CS145 Introductory Information

Index

Finding This Document
Course Goals
Time and Place
Course Personnel and Office Hours
Prerequisites
Course Texts
Email Help
Course Mailing List
Course Project
Homework
Exams
Grading Policy
The Honor Code

Finding This Document On-Line

The class Web page is http://www.stanford.edu/class/cs145. You can find a link to this document and all other course material there. This introductory material can be obtained directly as: http://www.stanford.edu/class/cs145/intro.html Note that this and the outline page are "living documents"; they can be expected to change during the quarter, and the "official" contents are whatever the on-line version has, not the hardcopy handed out at the beginning of the course.

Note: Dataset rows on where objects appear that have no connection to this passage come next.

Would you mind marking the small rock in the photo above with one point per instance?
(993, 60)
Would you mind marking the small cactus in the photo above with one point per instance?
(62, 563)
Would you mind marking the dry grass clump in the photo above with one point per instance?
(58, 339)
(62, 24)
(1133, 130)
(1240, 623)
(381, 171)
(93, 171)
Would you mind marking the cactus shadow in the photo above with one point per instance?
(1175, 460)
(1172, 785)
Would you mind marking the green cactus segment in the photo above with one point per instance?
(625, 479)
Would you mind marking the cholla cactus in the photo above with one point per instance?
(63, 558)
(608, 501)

This and other documents may be available in hardcopy form at the "handout hangout" between the A and B wings on the 4th floor of Gates. Whatever is not picked up in class will appear there, but we shall not restock the supply once it is gone.

Course Goals

CS145 is an introduction to the design and use of database systems --- systems that manage very large amounts of data. There are two important approaches to organizing and querying (asking questions about) data: the "relational model," which uses a two-dimensional table (relation) as its primary structure, and the "semistructured model," which uses trees as its fundamental structure. The relational model underlies the major commercial database systems. We cover relational design using the entity-relationship model, followed by an overview of the relational model, how to convert E/R models to relations, and how one uses a relational database system to create a database. SQL (Structured Query Language), the standard query language for relational databases, will be learned and experienced.

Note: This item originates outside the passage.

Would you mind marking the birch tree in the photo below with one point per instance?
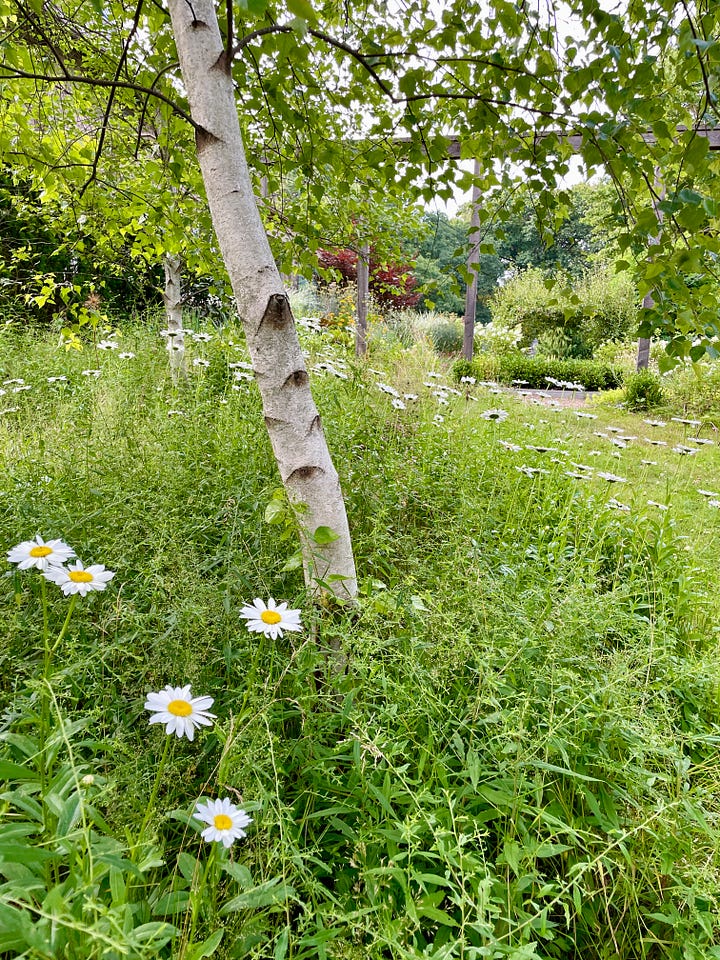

We shall also learn some other database languages, both concrete and abstract, including relational algebra, Datalog, ODL/OQL PSM (really Oracle's procedural PL/SQL), and JDBC (the Java interface to SQL databases). In addition, we study recent object-oriented influences on the relational model, including the object-oriented database standard ODL/OQL. The semistructured model is newer, but beginning to have significant influence, especially as people try to integrate data and share data over the Web. We shall learn XML, the standard for structuring data as trees. We also shall meet XPath, a rudimentary query language for XML data, and XQuery, a new, more SQL-like query language for XML. It is not our goal to study database system implementation (e.g., how to build a system that processes SQL queries efficiently). Study of that very important subject begins in CS245.

A Course Outline is available.

Time and Place

The class meets Tuesdays and Thursdays, 2:45 - 4PM, Skilling Aud.

Course Personnel

PersonRoleOfficePhoneOffice HoursEmail
Brian Babcock TA 492 Gates (650) 723-2048 Tuesday 12:30-2:30, Wednesday 1:00-3:00 babcock@cs.stanford.edu
Alan Beck OTC Staff TBD (650) TBD N/A alanlbeck @ yahoo.com
Rohit Varma TA B26B Gates (650)736-1817 Monday 2:30-4:30, Thursday 12:15-2:15 rvarma @ cs.stanford.edu
Anand Rajaraman Instructor 433 Gates (650) 725-4802 After classes taught, until 5:15PM anand @ db.stanford.edu
Jeffrey D. Ullman Instructor 433 Gates (650) 725-4802 After classes taught, until 5:15PM ullman @ cs.stanford.edu
Sarah Weden Course Administrator 419 Gates (650) 725-3358 N/A sweden @ db.stanford.edu

Prerequisites

CS107 (programming languages) and CS103 (introductory CS theory) are expected. Please discuss the matter with the instructor if you do not have something like these courses.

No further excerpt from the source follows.